Choose a Training Method

Pick the right Halo Forge trainer from the dashboard or CLI

Halo Forge now exposes the same training surface in the dashboard and CLI. Use Start for the first safe SFT run, then use Train when you know the goal and need a specific method.

GoalStart withMove toData shape
Domain/style adaptationSFTDPO or ORPOprompt/completion
Code with executable checksSFTRAFT or GRPOprompts plus verifier
Preference alignmentDPO or ORPORM, then GRPOprompt/chosen/rejected
Verifier-grounded reasoningSFT or reasoningGRPOprompts plus verifier
Vision-languageVLMVLM with verifier gatingimage + prompt + answer
AudioAudioAudio with task verifieraudio + transcript/label
Tool useAgenticGRPO with schema/tool verifiermessages/tool calls

Dashboard Flow

  1. Open Train.
  2. Choose a goal: Code, Reasoning, Tool use, Vision, Audio, or Preferences.
  3. Choose the method Halo Forge should run.
  4. Review the generated launch, preflight, output path, and backend notes.
  5. Launch, then monitor the run from Runs and inspect artifacts in Results.

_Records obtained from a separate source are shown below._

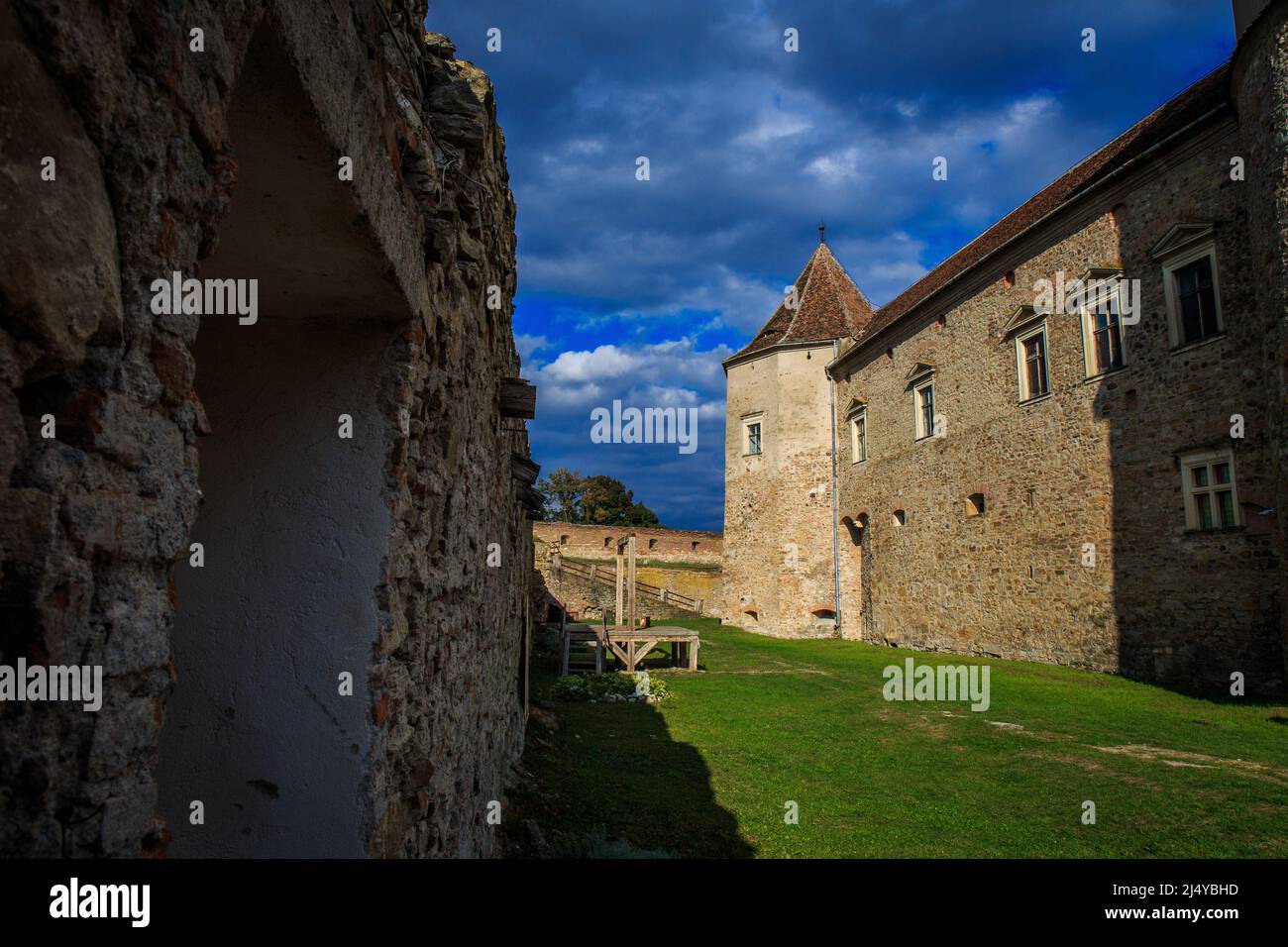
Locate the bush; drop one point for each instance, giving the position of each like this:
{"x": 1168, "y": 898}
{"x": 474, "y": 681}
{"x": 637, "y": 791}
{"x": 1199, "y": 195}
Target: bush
{"x": 609, "y": 686}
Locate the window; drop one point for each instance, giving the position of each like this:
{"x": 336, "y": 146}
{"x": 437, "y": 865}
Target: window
{"x": 859, "y": 437}
{"x": 1102, "y": 322}
{"x": 751, "y": 436}
{"x": 1196, "y": 300}
{"x": 1190, "y": 283}
{"x": 923, "y": 399}
{"x": 1031, "y": 364}
{"x": 1207, "y": 480}
{"x": 1107, "y": 341}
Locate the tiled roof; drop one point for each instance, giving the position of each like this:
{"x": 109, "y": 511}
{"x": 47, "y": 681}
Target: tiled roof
{"x": 828, "y": 305}
{"x": 1201, "y": 98}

The dashboard intentionally hides unusual flags until the advanced drawer is opened. The CLI remains available for exact reproducibility and scripting.

Method Guide

  • SFT learns from labeled examples. Use it first unless you already have preference data.
  • RAFT generates multiple answers, verifies them, keeps the useful ones, then trains.
  • DPO uses chosen/rejected pairs to improve behavior without an explicit reward model.
  • ORPO uses the same pair data as DPO but skips the reference model.
  • RM trains a reward scorer from chosen/rejected pairs.
  • GRPO uses a verifier as reward and performs group-relative policy updates.
  • VLM, audio, reasoning, and agentic are domain-specific training surfaces with capability gates where needed.